My kidnapper punches the side of my head and I go down on one knee. The black spots reappear and gravity forces my head down. I barely succeed in holding onto consciousness. The reason for this last punch escapes me.
“Not finish. Finished. You fuck, can’t you speak the English. Past tense.”
Ah. Ideas come easy, but the rigid strictures of grammar always give me trouble. I get to my feet and mumble, “Finished.”
“We get to anybody. Next is his other son. Then him. We give Vinnie chance. We take over his houses, his corners, his gambling, his protection. He goes away. Tell him. Florida with other failures. You, motherfucker, go to hell. You like hell. Not so humid like Florida.”
He turns to his boys who break out in laughter.

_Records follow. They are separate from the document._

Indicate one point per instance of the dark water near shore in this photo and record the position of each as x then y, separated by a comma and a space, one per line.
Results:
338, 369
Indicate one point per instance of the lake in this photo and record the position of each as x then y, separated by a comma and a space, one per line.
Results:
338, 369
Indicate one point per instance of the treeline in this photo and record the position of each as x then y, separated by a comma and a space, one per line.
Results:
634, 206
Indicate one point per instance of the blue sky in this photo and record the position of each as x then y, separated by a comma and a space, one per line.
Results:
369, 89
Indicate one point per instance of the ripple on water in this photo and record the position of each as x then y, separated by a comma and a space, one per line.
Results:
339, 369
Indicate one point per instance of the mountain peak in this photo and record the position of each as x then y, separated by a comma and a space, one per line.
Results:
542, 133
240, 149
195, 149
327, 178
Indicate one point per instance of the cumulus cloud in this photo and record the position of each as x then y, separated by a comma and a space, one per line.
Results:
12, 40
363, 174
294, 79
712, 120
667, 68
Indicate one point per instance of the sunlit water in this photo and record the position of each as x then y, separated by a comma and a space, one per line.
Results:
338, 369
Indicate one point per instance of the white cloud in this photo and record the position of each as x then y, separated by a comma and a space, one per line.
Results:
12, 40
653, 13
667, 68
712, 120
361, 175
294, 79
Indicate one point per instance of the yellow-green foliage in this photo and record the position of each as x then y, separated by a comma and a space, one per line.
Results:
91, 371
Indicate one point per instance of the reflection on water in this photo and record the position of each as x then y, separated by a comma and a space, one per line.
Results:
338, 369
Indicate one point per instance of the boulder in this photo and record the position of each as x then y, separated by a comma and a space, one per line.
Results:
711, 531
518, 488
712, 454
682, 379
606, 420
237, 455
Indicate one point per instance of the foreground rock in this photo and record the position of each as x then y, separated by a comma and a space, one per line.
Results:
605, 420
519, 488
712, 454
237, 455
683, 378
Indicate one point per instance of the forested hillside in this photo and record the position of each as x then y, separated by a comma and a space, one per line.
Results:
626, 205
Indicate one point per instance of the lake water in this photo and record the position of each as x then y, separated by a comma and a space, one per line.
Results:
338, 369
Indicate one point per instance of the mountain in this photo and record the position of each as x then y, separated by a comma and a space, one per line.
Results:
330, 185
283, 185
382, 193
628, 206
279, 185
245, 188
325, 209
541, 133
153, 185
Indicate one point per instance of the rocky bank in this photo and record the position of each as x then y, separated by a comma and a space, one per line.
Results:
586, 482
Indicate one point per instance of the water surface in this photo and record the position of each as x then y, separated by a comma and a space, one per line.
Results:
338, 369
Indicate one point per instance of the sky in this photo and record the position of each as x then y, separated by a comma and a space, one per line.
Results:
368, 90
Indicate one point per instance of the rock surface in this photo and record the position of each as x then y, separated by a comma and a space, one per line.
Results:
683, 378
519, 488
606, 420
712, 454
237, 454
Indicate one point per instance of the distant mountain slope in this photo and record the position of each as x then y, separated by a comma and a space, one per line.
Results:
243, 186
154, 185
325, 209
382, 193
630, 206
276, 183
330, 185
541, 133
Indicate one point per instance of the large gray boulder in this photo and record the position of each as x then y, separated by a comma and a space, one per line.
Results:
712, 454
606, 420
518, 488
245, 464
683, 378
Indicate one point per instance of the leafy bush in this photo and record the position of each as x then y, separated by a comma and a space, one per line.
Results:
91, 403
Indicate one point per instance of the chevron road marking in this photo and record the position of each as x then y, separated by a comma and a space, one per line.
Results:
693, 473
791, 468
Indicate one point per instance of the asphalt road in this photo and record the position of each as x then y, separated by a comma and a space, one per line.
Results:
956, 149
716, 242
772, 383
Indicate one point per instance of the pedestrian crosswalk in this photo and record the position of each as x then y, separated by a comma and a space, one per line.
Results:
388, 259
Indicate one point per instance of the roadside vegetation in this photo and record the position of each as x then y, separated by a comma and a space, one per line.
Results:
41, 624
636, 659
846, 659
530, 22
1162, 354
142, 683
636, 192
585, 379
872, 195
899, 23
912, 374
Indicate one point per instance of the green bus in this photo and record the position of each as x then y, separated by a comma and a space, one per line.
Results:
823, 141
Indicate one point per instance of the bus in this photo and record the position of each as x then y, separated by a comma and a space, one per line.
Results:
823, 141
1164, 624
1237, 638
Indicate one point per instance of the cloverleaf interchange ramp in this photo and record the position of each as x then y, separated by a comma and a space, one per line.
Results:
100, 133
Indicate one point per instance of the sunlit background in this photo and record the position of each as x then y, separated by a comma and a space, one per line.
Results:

“You sell one more gram of marijuana here, we cut your balls off then kill you.”
“Florida,” I repeat before they can knock me senseless again. “Hell.”
“We don’t want troublemakers in our neighborhood.”
With that, someone grabs my collar and pulls me out of the room. My feet churn to keep up. When we get to the steps the guy slows and it begins to sink in that I’m going to leave this place of execution alive.
I may be the first one ever.
Vlad doesn’t want a war, even one that he’d win. Why waste the blood and treasure? So he gives Vinnie a chance to surrender, a situation that in gang fights is almost unheard of once hostilities begin.
The car is in the same spot, double-parked in front of the restaurant. I’m thrown onto the seat as if I were a sack of potatoes.